Glossary/Few-Shot Learning for Document AI
Glossary

Few-Shot Learning for Document AI

Few-shot learning refers to the ability of a model to learn a new task from just a handful of examples, rather than requiring thousands of labelled training samples. In the context of document AI, this means showing the extraction system a few examples of what a correct extraction looks like — "on this page, the lease start date is here and reads '1 January 2025'" — and having the system generalize that pattern to unseen documents.

DocumentIQ implements few-shot learning through its annotation system. Users open a document in the PDF viewer, draw a bounding box over the relevant text, and map it to an extraction field. The system stores the selected text, its position, and the field association. During extraction, these annotations are injected into the LLM prompt as concrete examples: "In a similar document, 'Lease Start Date' was found at page 2 and read: '1 January 2025'." This gives the model grounded, real-world examples of the expected output format and location patterns without requiring any model fine-tuning.

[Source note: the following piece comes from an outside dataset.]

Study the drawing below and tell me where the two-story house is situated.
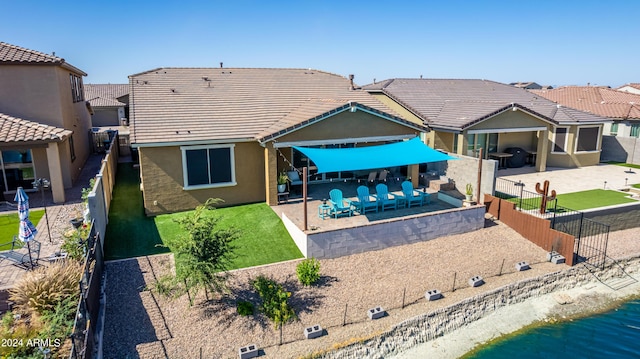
[0,42,91,203]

The practical benefit is significant: instead of spending weeks building and maintaining extraction templates, a user can annotate three to five representative documents and achieve high extraction accuracy across an entire corpus of similar documents. The feedback loop further strengthens this — when a user corrects an extraction error, the corrected value can be fed back as an additional example during reprocessing, creating a lightweight learning cycle that improves over time.